Derek quotes former CISA Director Chris Krebs (@C_C_Krebs) stating that he was “‘sick’ of the term and the way it has been characterized as a panacea for the country’s cyber ills. ‘It’s not “[and] we have to get beyond information sharing” — we have to work together to understand what our respective advantages are, protect the American people, our networks and counter the adversary. We don’t do it by sharing [Indicators of Compromise].’”
Derek also quotes Morgan Adamski (@adamski_morgan), Director of the National Security Agency’s Cybersecurity Collaboration Center, saying “I really hate the word ‘information sharing.’ I’d actually rather use something like ‘operational coordination’ or ‘collaboration,’ because ‘information sharing,’ to me, is very transactional and antiquated.”
These are not the only grumblings relating to the term information sharing. There are plenty, and they are valid. Again, these are fair frustrations. The partnership – on all sides – has fallen short. Information sharing isn’t the be all, end all of private-public partnership, nor does it alone secure our nation. But it is not a matter of being tired of a phrase or not, we need to ensure we can conduct effective information sharing as one part of the many that ensure we are a nation able “to prevent, protect against, mitigate, respond to, and recover from the threats and hazards that pose the greatest risk.” Across the 32 core capabilities, we fall short of optimal. Review almost any exercise or post-incident after action report and you’ll see areas like planning and operational communication almost always are in need of improvement. Look at the current pandemic and you’ll see that in spades. Cybersecurity is a core capability. Operational Coordination is a core capability. Intelligence and Information Sharing is a core capability.
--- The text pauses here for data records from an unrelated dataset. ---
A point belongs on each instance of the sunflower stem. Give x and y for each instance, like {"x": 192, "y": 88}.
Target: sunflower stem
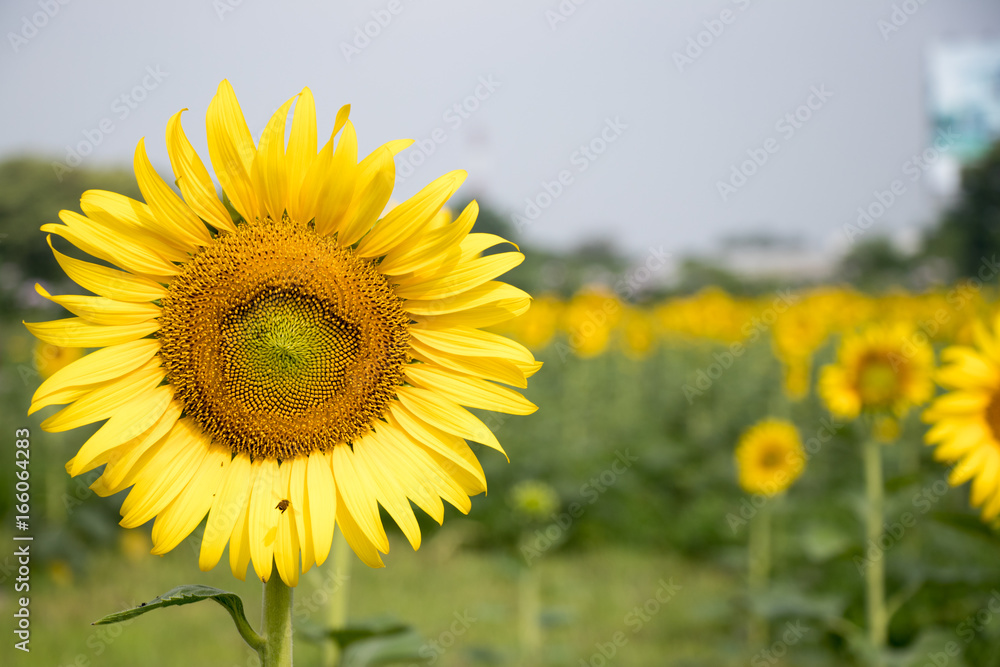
{"x": 277, "y": 623}
{"x": 759, "y": 570}
{"x": 336, "y": 610}
{"x": 529, "y": 604}
{"x": 878, "y": 619}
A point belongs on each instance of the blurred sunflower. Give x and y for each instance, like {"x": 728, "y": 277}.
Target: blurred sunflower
{"x": 637, "y": 333}
{"x": 769, "y": 457}
{"x": 51, "y": 358}
{"x": 882, "y": 369}
{"x": 292, "y": 369}
{"x": 966, "y": 419}
{"x": 533, "y": 500}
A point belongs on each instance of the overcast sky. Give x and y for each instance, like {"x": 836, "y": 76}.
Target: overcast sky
{"x": 672, "y": 129}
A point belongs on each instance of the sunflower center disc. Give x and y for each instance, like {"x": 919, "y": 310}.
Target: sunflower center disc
{"x": 878, "y": 381}
{"x": 993, "y": 416}
{"x": 279, "y": 343}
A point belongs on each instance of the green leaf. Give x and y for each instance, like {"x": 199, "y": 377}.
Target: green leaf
{"x": 967, "y": 523}
{"x": 344, "y": 637}
{"x": 190, "y": 594}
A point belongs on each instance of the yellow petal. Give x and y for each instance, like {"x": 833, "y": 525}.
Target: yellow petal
{"x": 468, "y": 342}
{"x": 459, "y": 278}
{"x": 193, "y": 178}
{"x": 77, "y": 332}
{"x": 321, "y": 498}
{"x": 355, "y": 537}
{"x": 301, "y": 150}
{"x": 303, "y": 513}
{"x": 263, "y": 516}
{"x": 231, "y": 149}
{"x": 132, "y": 420}
{"x": 446, "y": 415}
{"x": 268, "y": 172}
{"x": 128, "y": 460}
{"x": 471, "y": 391}
{"x": 404, "y": 455}
{"x": 104, "y": 401}
{"x": 112, "y": 247}
{"x": 108, "y": 282}
{"x": 335, "y": 177}
{"x": 371, "y": 194}
{"x": 426, "y": 498}
{"x": 239, "y": 544}
{"x": 135, "y": 221}
{"x": 227, "y": 506}
{"x": 488, "y": 293}
{"x": 447, "y": 445}
{"x": 100, "y": 366}
{"x": 496, "y": 370}
{"x": 173, "y": 215}
{"x": 286, "y": 546}
{"x": 429, "y": 247}
{"x": 410, "y": 217}
{"x": 100, "y": 310}
{"x": 373, "y": 472}
{"x": 191, "y": 505}
{"x": 358, "y": 498}
{"x": 159, "y": 482}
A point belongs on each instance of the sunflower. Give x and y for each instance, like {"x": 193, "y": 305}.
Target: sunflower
{"x": 49, "y": 358}
{"x": 289, "y": 366}
{"x": 883, "y": 370}
{"x": 966, "y": 419}
{"x": 769, "y": 457}
{"x": 533, "y": 500}
{"x": 637, "y": 333}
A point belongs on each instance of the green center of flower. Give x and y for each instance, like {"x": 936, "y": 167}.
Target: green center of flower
{"x": 278, "y": 342}
{"x": 285, "y": 352}
{"x": 878, "y": 382}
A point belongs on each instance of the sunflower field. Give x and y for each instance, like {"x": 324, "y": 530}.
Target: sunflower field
{"x": 803, "y": 477}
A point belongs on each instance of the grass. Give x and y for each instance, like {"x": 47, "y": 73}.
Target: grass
{"x": 588, "y": 598}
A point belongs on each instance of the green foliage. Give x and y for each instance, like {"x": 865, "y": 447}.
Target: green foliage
{"x": 971, "y": 229}
{"x": 190, "y": 594}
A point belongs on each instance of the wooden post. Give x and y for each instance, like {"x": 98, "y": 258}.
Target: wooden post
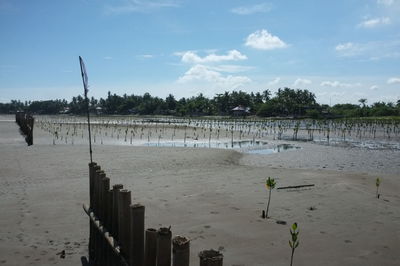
{"x": 105, "y": 181}
{"x": 210, "y": 258}
{"x": 100, "y": 207}
{"x": 180, "y": 251}
{"x": 124, "y": 201}
{"x": 150, "y": 250}
{"x": 91, "y": 227}
{"x": 137, "y": 234}
{"x": 114, "y": 223}
{"x": 97, "y": 236}
{"x": 97, "y": 172}
{"x": 164, "y": 247}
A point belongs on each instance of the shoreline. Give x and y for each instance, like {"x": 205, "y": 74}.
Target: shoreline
{"x": 212, "y": 196}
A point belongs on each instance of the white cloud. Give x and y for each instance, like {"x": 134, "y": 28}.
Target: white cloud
{"x": 393, "y": 80}
{"x": 370, "y": 50}
{"x": 344, "y": 46}
{"x": 337, "y": 84}
{"x": 385, "y": 2}
{"x": 248, "y": 10}
{"x": 132, "y": 6}
{"x": 231, "y": 68}
{"x": 300, "y": 82}
{"x": 202, "y": 73}
{"x": 263, "y": 40}
{"x": 192, "y": 57}
{"x": 146, "y": 56}
{"x": 274, "y": 81}
{"x": 374, "y": 88}
{"x": 375, "y": 22}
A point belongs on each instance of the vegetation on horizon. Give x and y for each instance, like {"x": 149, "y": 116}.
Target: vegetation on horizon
{"x": 286, "y": 103}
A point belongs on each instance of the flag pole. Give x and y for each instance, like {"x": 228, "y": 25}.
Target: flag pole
{"x": 85, "y": 87}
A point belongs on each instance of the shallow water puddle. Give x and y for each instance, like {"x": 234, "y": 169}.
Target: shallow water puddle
{"x": 278, "y": 148}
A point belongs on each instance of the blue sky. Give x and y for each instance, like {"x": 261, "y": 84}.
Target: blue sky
{"x": 341, "y": 50}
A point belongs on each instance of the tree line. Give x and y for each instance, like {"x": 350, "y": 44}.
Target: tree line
{"x": 285, "y": 103}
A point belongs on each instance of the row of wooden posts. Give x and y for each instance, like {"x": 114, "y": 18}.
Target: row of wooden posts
{"x": 25, "y": 122}
{"x": 118, "y": 235}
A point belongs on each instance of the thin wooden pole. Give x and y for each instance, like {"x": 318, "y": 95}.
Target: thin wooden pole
{"x": 124, "y": 201}
{"x": 210, "y": 258}
{"x": 114, "y": 224}
{"x": 150, "y": 251}
{"x": 164, "y": 247}
{"x": 91, "y": 227}
{"x": 180, "y": 251}
{"x": 137, "y": 234}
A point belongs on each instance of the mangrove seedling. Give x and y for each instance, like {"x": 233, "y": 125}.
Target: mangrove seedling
{"x": 270, "y": 184}
{"x": 377, "y": 183}
{"x": 294, "y": 243}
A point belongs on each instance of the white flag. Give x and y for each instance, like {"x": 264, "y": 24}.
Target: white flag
{"x": 84, "y": 76}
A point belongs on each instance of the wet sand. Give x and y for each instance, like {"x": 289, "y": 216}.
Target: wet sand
{"x": 212, "y": 196}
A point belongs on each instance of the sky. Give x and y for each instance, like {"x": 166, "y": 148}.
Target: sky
{"x": 341, "y": 50}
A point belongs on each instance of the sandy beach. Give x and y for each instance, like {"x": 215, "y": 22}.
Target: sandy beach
{"x": 213, "y": 196}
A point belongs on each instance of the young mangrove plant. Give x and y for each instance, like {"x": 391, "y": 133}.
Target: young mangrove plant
{"x": 269, "y": 184}
{"x": 377, "y": 183}
{"x": 294, "y": 243}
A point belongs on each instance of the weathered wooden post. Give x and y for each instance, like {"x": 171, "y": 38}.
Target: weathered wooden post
{"x": 150, "y": 251}
{"x": 180, "y": 251}
{"x": 100, "y": 214}
{"x": 97, "y": 235}
{"x": 137, "y": 234}
{"x": 105, "y": 186}
{"x": 91, "y": 227}
{"x": 210, "y": 258}
{"x": 114, "y": 222}
{"x": 164, "y": 246}
{"x": 124, "y": 201}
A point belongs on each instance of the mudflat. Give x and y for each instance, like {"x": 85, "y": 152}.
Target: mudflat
{"x": 212, "y": 196}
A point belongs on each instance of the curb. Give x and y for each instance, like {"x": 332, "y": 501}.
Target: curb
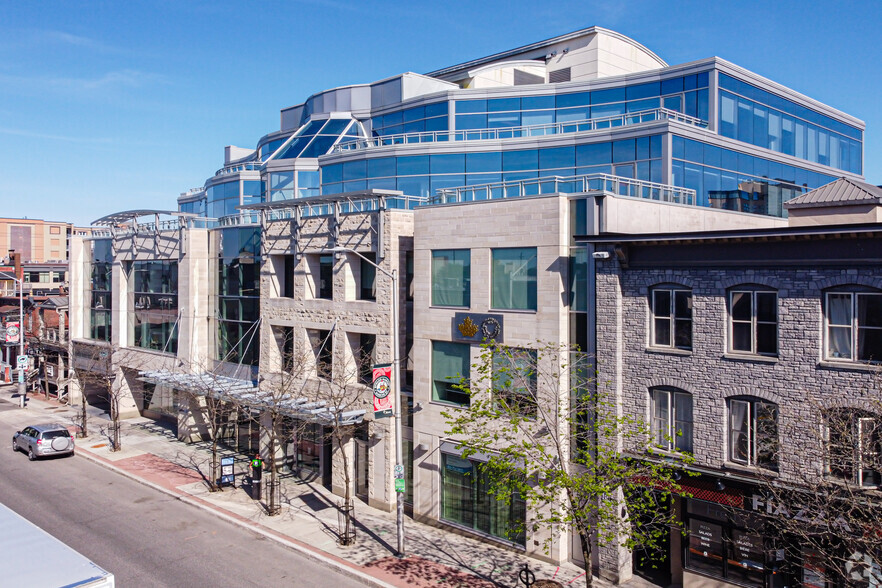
{"x": 309, "y": 554}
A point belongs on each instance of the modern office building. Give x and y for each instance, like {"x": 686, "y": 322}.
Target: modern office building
{"x": 470, "y": 183}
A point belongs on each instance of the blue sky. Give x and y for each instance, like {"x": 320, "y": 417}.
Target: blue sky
{"x": 109, "y": 106}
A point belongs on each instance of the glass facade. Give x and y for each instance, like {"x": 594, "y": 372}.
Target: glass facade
{"x": 238, "y": 295}
{"x": 422, "y": 175}
{"x": 154, "y": 300}
{"x": 101, "y": 295}
{"x": 419, "y": 119}
{"x": 727, "y": 179}
{"x": 688, "y": 95}
{"x": 761, "y": 118}
{"x": 466, "y": 500}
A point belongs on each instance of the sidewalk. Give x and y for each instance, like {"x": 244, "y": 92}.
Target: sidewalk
{"x": 307, "y": 522}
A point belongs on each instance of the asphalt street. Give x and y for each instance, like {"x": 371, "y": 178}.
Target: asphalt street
{"x": 144, "y": 537}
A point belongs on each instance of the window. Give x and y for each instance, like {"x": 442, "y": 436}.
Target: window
{"x": 450, "y": 363}
{"x": 367, "y": 277}
{"x": 514, "y": 380}
{"x": 365, "y": 357}
{"x": 672, "y": 318}
{"x": 323, "y": 348}
{"x": 672, "y": 420}
{"x": 854, "y": 448}
{"x": 451, "y": 276}
{"x": 854, "y": 326}
{"x": 754, "y": 326}
{"x": 514, "y": 279}
{"x": 753, "y": 433}
{"x": 466, "y": 500}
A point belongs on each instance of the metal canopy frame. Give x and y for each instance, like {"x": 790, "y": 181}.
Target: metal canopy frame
{"x": 244, "y": 392}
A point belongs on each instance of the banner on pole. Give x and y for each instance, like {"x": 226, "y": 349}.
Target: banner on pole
{"x": 383, "y": 401}
{"x": 12, "y": 332}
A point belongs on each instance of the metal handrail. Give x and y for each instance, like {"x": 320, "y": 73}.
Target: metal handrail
{"x": 590, "y": 124}
{"x": 239, "y": 167}
{"x": 605, "y": 183}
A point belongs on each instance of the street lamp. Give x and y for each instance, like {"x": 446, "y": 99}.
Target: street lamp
{"x": 22, "y": 390}
{"x": 396, "y": 385}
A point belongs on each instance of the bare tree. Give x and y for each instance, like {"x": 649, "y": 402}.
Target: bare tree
{"x": 557, "y": 444}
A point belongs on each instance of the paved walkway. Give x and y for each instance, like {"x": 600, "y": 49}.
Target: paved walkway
{"x": 308, "y": 519}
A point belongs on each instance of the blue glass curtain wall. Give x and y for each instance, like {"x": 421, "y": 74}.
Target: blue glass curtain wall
{"x": 422, "y": 175}
{"x": 760, "y": 118}
{"x": 430, "y": 117}
{"x": 688, "y": 95}
{"x": 736, "y": 181}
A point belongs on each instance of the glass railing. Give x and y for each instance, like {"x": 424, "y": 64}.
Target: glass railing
{"x": 607, "y": 184}
{"x": 592, "y": 124}
{"x": 239, "y": 167}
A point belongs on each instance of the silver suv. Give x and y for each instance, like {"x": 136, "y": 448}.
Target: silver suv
{"x": 43, "y": 440}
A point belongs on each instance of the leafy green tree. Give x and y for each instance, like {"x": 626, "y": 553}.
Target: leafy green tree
{"x": 560, "y": 443}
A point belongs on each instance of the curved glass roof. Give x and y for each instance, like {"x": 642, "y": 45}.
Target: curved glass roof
{"x": 316, "y": 138}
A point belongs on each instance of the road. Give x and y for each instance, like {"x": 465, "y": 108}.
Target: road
{"x": 142, "y": 536}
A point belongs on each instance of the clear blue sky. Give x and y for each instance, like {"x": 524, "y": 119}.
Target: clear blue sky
{"x": 109, "y": 106}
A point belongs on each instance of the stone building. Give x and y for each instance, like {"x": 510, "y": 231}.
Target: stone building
{"x": 738, "y": 346}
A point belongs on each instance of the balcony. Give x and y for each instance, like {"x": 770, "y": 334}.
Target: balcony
{"x": 579, "y": 126}
{"x": 607, "y": 184}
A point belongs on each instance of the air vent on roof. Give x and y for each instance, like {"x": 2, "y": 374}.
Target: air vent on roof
{"x": 558, "y": 76}
{"x": 523, "y": 78}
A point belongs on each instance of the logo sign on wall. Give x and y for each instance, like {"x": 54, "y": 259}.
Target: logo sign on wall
{"x": 472, "y": 327}
{"x": 12, "y": 332}
{"x": 383, "y": 401}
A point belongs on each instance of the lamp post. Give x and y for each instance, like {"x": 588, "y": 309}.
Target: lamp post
{"x": 22, "y": 390}
{"x": 396, "y": 385}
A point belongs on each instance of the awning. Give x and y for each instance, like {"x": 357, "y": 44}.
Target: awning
{"x": 245, "y": 393}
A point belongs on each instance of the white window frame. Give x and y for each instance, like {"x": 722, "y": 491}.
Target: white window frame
{"x": 666, "y": 440}
{"x": 751, "y": 417}
{"x": 671, "y": 317}
{"x": 754, "y": 322}
{"x": 854, "y": 327}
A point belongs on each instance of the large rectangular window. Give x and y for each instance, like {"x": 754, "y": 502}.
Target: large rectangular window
{"x": 466, "y": 500}
{"x": 672, "y": 318}
{"x": 854, "y": 326}
{"x": 154, "y": 299}
{"x": 451, "y": 277}
{"x": 513, "y": 277}
{"x": 754, "y": 327}
{"x": 450, "y": 366}
{"x": 514, "y": 381}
These are not either/or ideas we can put aside because we’re tired of them or because they have not been successful. It is because they have not been successful that we need to fight to make them better. Operational Coordination and Information Sharing are not competing competencies, they’re complimentary capabilities. In order for us to achieve our National Preparedness Goal, it will take a whole community approach – private and public, large and small – not select relationships.
We stand in the storm of major geopolitical tensions with far-reaching complex and blended threats and impacts, domestic extremism and international terrorism continuing to pose threats to peace and stability. We wait for anticipated catastrophes such as a massively disruptive earthquake in the Heartland and we have to dare to imagine an even more deadly pandemic which can erupt at any time. With so many diverse challenges we need to find effective ways to work together and make improvements to existing structures while we also exploring new initiatives and ways to make us more secure and resilient.
Preparedness is like fitness – it is never perfected, only strived towards and maintained. Only by continually developing all our core capabilities can we hope to achieve “a secure and resilient nation with the capabilities required across the whole community to prevent, protect against, mitigate, respond to, and recover from the threats and hazards that pose the greatest risk.”